The commands and parameters used in this topic may vary based on your software version.

Procedure

Step 1: install vsftpd

  1. Connect to the target Linux instance.
    For more information, see Methods to connect to a Linux instance.
  2. Run the following command to install vsftpd.
    yum install -y vsftpd
    If the following page appears, the installation succeeds.install_vsftp_successfully
  3. Run the following command to enable the FTP service to run at boot time:
    systemctl enable vsftpd.service
  4. Run the following command to start the FTP service:
    systemctl start vsftpd.service
  5. Run the following command to view the listening port of the FTP service:
    netstat -antup | grep ftp
    The following page appears, which indicates that the FTP service is started and is listening to port 21. The anonymous access function is enabled by default. You can log on to the FTP server without entering your username and password, but you do not have the permissions to modify or upload files.install_vsftpd_3

Step 2: configure vsftpd (anonymous user mode)

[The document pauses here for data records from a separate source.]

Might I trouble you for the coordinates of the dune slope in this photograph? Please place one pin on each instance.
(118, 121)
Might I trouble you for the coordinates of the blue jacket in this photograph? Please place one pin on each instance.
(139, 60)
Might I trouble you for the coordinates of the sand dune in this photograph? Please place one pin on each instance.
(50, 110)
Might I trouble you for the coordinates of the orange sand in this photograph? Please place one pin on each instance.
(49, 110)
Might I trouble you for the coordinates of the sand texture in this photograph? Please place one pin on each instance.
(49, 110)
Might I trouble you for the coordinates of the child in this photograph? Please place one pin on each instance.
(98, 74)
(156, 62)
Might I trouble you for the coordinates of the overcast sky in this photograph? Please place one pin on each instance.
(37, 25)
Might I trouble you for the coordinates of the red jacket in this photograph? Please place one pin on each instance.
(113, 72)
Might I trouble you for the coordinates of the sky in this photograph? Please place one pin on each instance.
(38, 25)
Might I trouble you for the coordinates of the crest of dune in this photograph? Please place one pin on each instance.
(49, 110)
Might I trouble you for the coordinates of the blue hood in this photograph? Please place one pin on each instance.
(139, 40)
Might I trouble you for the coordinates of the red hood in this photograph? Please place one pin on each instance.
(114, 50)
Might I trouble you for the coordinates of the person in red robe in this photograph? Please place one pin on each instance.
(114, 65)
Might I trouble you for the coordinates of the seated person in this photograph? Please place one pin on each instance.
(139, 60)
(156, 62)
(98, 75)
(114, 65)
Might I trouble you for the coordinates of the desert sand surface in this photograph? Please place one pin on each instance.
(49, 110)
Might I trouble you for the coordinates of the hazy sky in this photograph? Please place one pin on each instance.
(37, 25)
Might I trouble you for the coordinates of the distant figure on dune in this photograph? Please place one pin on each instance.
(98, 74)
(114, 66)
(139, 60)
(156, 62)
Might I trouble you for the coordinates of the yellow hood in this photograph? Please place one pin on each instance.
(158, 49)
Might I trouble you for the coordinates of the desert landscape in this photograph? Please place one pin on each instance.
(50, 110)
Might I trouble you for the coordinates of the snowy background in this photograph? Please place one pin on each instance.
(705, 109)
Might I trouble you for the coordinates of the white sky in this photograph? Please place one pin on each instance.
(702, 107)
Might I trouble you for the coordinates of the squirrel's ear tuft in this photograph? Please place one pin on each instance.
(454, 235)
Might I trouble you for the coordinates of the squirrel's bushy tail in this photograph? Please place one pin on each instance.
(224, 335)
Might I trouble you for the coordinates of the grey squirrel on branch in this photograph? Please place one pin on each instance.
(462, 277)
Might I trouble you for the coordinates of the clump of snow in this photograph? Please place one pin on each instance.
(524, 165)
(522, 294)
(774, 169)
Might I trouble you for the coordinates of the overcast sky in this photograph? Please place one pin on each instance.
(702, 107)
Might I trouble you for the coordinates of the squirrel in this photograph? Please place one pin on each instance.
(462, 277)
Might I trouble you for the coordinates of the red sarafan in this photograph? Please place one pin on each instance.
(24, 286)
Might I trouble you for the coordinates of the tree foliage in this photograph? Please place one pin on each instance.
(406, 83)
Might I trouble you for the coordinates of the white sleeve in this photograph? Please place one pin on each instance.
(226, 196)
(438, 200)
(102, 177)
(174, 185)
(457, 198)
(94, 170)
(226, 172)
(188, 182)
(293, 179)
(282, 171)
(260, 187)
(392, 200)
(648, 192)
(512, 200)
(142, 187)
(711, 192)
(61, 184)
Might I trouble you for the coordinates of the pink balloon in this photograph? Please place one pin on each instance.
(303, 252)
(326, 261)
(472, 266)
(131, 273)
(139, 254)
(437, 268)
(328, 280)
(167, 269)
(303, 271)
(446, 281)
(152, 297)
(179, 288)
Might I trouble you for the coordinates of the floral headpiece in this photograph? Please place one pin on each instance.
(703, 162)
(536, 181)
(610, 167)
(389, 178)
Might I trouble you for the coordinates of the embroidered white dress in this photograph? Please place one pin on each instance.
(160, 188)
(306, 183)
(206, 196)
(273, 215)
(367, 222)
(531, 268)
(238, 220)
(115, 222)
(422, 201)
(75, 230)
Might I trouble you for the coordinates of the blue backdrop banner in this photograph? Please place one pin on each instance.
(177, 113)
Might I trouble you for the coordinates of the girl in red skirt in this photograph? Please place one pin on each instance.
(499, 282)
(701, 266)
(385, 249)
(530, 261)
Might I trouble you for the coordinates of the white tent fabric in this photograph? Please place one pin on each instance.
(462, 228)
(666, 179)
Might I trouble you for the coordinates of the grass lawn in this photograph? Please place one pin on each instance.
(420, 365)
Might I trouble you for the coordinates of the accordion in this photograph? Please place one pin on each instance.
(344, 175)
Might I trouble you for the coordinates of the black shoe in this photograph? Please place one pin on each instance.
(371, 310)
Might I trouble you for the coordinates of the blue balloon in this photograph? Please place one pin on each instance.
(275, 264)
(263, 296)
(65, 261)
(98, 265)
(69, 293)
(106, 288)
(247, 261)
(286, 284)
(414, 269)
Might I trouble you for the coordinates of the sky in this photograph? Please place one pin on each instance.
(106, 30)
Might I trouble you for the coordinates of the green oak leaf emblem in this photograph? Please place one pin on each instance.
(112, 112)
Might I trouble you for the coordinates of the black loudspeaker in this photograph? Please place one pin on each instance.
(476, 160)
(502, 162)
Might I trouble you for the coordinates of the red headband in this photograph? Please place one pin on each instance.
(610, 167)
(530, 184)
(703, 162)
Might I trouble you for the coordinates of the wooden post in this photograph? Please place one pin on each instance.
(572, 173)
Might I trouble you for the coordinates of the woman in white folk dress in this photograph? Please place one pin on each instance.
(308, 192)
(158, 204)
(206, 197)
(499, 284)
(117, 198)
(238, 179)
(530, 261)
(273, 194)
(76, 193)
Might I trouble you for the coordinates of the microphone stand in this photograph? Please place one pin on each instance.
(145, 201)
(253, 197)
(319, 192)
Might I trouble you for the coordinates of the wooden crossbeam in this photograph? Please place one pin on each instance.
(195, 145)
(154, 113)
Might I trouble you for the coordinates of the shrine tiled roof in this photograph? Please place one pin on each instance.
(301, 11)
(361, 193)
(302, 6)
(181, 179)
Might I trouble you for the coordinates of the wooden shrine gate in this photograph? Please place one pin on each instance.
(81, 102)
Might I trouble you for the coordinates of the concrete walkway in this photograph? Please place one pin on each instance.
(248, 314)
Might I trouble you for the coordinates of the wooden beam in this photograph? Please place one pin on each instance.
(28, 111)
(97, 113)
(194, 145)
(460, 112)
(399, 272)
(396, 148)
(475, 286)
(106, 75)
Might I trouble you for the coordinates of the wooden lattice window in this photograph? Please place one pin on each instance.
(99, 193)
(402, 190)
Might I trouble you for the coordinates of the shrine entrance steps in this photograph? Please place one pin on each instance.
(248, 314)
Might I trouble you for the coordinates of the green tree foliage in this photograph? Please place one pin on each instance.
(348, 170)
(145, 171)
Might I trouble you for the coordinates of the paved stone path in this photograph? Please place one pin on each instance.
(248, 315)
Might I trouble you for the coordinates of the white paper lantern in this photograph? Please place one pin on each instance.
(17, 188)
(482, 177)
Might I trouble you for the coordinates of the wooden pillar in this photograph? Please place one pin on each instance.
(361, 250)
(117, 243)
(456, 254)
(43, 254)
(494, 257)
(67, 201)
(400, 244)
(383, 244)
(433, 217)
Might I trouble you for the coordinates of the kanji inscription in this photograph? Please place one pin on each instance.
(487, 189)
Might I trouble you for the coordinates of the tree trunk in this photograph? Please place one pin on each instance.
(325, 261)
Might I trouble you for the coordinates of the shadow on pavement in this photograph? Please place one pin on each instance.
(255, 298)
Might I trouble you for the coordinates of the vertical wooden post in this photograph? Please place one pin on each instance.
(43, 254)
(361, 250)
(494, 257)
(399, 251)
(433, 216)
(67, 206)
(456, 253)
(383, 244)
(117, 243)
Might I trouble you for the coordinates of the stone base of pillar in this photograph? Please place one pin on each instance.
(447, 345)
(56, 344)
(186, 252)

To configure the file upload permission for anonymous users in active mode, perform the following steps:

  1. Modify the configuration file /etc/vsftpd/vsftpd.conf.
    1. Run the vim /etc/vsftpd/vsftpd.conf command to open the configuration file.
    2. Press I to enter the edit mode.
    3. Set write_enable=YES.
    4. Set anon_upload_enable=YES.
    5. Press Esc to exit the edit mode. Enter :wq and press Enter to save and close the file.
    The following figure shows the modified configuration file. Permission 1 of anonymous users
  2. Run the following command to change the permissions of the /var/ftp/pub directory and grant write permissions to FTP users:
    chmod o+w /var/ftp/pub/
  3. Run the following command to reload the configuration file:
    systemctl restart vsftpd.service
    Permission 2 of anonymous users

Step 2: configure vsftpd (local user mode)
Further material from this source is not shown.